= Benjamin Singleton (Australian settler) =

Australian settler (1788–1853)

Benjamin Singleton (1788–1853) was a free settler, miller, and explorer of Australia in the early period of British colonisation. He was born in England on 7 August 1788 and arrived in the Colony of New South Wales on 14 February 1792 in the Pitt, a convict ship. His father, William, had been sentenced to transportation for seven years, and had brought his wife and two sons with him. An older son, James, arrived as a free settler in 1808.

==Career as a miller==
James and Benjamin built and operated several steam-powered and water-driven flour mills in the following years. They had mills at various times both in the Hunter Valley, near Singleton, and on the Hawkesbury River.

One of the mills was a tidal mill on the right bank of Hawkesbury River estuary, situated about halfway between Wisemans Ferry and Peats Ferry. It was near the confluence with tidal Laybury's Creek, which was impounded to provide the necessary tidal flows of water to power the undershot water wheel. It was used to mill wheat and maize, until the great flood of 1867, which caused extensive damage and it was derelict by the 1880s. The ruin survived in substantially complete form into the early 20th Century. Only some foundation stones remain now. The mill has given its name to the suburb, Singletons Mill, New South Wales, which includes its former site.

==Exploration==
In October 1817, Benjamin Singleton set out with a party of men including William Parr and Aboriginal guides to find a route, suitable for wagons, to the Hunter River. They almost reached the Hunter Valley before turning back. In April 1818 he led a private expedition to the Hunter which was also unsuccessful.

When, in 1819, John Howe managed to reach the Hunter, he followed in part the route discovered by Singleton and Parr. He had discovered some fine grazing land, but Howe was dissatisfied with the route.

In February, 1820, John Howe left Windsor with a party of fifteen, including Benjamin Singleton and two Aboriginal guides. By following the advice of the guides they were able to find a route which became known as the Bulga Road. On 15 March they reached the Hunter, and followed its course upstream as far as Maitland. For his part in this expedition Singleton was granted 200 acre, part of which became the site of the town of Singleton.

==Later occupations==
Singleton used his land for grazing cattle while pursuing other activities.
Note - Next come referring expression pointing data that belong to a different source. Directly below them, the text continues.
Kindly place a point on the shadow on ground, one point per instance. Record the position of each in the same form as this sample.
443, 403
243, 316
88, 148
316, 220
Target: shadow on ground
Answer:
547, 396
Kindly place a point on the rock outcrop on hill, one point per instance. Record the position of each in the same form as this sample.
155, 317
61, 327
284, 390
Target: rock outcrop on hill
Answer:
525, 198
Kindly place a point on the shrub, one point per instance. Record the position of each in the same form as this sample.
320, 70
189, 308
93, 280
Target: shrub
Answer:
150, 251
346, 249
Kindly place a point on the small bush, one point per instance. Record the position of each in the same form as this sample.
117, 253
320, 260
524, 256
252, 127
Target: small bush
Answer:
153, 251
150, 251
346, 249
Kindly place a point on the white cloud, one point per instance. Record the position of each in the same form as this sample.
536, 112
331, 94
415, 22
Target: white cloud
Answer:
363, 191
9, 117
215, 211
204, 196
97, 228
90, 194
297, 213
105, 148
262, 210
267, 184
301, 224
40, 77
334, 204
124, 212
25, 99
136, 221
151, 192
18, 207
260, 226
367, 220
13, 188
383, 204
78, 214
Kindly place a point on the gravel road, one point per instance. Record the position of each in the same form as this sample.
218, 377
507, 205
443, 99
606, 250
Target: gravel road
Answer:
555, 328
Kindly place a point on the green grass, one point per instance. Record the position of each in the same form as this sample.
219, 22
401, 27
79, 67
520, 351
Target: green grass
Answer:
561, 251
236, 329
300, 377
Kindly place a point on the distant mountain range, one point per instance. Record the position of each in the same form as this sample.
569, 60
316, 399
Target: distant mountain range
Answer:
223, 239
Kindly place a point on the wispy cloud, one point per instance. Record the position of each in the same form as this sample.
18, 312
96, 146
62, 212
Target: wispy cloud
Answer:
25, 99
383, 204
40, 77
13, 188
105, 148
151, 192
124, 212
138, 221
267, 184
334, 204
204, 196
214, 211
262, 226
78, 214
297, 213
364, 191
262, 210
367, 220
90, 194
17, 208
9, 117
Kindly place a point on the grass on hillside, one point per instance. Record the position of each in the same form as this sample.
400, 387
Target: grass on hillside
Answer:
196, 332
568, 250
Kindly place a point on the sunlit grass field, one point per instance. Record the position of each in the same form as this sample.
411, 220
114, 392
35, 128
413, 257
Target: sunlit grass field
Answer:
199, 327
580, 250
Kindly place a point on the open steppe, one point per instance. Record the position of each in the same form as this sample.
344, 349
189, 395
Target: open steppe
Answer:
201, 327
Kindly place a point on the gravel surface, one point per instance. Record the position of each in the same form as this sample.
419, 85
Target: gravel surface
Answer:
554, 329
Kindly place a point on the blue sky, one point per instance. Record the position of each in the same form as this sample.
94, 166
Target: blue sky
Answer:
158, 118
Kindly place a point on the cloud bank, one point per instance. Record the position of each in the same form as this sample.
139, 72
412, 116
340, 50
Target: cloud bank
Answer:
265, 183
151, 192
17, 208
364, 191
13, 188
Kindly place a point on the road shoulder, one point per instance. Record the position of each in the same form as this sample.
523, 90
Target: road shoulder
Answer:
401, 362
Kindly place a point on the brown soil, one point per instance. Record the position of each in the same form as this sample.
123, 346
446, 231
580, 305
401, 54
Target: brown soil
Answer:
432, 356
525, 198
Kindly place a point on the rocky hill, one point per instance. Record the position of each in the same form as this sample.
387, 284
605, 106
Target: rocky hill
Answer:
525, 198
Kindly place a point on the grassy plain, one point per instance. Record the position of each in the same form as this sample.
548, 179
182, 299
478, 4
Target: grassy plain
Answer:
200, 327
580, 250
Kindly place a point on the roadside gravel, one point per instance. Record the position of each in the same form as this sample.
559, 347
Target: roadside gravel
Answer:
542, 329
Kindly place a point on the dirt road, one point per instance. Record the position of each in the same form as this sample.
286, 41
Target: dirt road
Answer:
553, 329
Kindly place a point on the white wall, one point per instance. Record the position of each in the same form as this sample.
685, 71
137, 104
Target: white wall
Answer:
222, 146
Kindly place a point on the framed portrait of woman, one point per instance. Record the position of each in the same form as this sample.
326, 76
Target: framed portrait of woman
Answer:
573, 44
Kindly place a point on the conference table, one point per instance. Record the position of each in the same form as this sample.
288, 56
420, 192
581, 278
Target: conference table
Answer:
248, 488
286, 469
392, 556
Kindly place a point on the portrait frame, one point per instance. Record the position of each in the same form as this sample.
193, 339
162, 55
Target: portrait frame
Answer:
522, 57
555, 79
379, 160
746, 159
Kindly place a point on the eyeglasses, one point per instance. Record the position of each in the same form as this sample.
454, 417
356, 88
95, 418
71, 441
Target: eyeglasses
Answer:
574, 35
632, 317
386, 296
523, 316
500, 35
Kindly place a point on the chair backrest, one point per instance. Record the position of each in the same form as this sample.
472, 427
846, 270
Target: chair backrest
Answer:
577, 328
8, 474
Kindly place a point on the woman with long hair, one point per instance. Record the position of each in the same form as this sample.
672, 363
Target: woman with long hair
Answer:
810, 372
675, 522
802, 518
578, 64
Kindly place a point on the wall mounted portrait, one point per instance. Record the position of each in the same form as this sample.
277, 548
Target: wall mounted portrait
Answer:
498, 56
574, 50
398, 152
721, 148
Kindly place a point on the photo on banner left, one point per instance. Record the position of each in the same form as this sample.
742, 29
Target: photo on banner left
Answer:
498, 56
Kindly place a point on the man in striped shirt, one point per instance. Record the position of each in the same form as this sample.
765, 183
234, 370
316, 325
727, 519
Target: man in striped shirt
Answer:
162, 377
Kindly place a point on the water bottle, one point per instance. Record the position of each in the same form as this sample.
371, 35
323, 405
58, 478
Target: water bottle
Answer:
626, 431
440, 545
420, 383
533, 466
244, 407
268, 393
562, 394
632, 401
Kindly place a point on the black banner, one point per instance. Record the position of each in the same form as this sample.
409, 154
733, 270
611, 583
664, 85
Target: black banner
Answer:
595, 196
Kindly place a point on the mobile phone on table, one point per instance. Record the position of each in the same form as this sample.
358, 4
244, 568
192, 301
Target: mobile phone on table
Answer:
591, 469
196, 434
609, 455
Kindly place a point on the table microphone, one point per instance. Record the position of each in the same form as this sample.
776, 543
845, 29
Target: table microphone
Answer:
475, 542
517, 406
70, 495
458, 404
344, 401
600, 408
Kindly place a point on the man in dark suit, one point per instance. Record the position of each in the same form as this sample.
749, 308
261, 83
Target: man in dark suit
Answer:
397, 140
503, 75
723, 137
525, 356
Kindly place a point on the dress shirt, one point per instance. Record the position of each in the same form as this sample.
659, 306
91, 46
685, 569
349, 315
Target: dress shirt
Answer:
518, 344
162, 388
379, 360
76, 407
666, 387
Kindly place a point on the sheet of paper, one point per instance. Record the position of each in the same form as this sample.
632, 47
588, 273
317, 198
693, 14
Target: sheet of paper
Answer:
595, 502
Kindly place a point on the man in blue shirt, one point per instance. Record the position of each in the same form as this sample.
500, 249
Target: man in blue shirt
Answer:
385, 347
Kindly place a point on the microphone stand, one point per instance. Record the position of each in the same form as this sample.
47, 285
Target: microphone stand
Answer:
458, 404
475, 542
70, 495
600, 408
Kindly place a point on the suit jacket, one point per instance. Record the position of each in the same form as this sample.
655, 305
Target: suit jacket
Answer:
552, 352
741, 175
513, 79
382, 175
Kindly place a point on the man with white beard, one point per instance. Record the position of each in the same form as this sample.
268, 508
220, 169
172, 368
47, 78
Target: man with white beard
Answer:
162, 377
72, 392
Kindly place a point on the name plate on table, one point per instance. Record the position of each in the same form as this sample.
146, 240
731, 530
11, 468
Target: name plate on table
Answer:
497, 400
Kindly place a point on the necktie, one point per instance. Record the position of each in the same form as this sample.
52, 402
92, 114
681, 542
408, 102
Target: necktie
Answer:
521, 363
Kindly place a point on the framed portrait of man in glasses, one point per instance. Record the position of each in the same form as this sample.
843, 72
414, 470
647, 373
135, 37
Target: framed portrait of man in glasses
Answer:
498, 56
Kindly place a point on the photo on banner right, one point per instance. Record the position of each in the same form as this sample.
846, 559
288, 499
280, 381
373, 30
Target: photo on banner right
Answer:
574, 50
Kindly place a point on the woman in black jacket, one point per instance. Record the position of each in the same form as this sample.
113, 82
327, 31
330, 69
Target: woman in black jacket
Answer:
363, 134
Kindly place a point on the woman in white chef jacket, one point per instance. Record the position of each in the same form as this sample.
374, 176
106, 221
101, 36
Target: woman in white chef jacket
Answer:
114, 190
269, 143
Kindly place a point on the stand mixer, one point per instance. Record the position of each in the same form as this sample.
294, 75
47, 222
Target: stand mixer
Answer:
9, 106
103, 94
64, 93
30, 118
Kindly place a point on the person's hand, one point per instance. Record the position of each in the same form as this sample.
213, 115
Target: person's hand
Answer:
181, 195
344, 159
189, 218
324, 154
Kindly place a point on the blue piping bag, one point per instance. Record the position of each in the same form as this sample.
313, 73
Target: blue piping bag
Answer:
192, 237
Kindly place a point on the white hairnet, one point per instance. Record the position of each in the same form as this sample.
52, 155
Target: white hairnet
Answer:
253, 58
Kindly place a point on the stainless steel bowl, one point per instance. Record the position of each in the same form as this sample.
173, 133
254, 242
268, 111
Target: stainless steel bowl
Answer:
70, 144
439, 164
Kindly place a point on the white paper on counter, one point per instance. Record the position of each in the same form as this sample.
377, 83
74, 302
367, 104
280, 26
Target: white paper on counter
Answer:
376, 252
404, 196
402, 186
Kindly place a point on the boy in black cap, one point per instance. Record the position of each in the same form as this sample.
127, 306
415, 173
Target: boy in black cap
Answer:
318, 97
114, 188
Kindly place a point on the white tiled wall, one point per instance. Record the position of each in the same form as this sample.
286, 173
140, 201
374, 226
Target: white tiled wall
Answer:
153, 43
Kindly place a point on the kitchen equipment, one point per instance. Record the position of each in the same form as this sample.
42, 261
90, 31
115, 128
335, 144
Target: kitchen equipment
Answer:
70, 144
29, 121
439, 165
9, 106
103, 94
He was appointed to be a district constable, and continued his mill building business. He also built a horse-drawn boat, which was not a commercial success.

==Death==
He died on 2 May 1853, leaving a wife and ten children, and was buried in the Whittingham cemetery, near Singleton.

==Singleton Council==
The Singleton Council publishes a brochure about Benjamin Singleton, and displays a copy on its website. It contains the story of his life and includes a photograph of the plaque on his grave. The plaque describes him as "Pioneer of the Hunter District and Founder of the Town of Singleton". It recounts that, in 1837, he donated land for a market square, which is now known as Burdekin Park. It also mentions him as making the first gifts of land to the Anglican and Presbyterian churches in the town.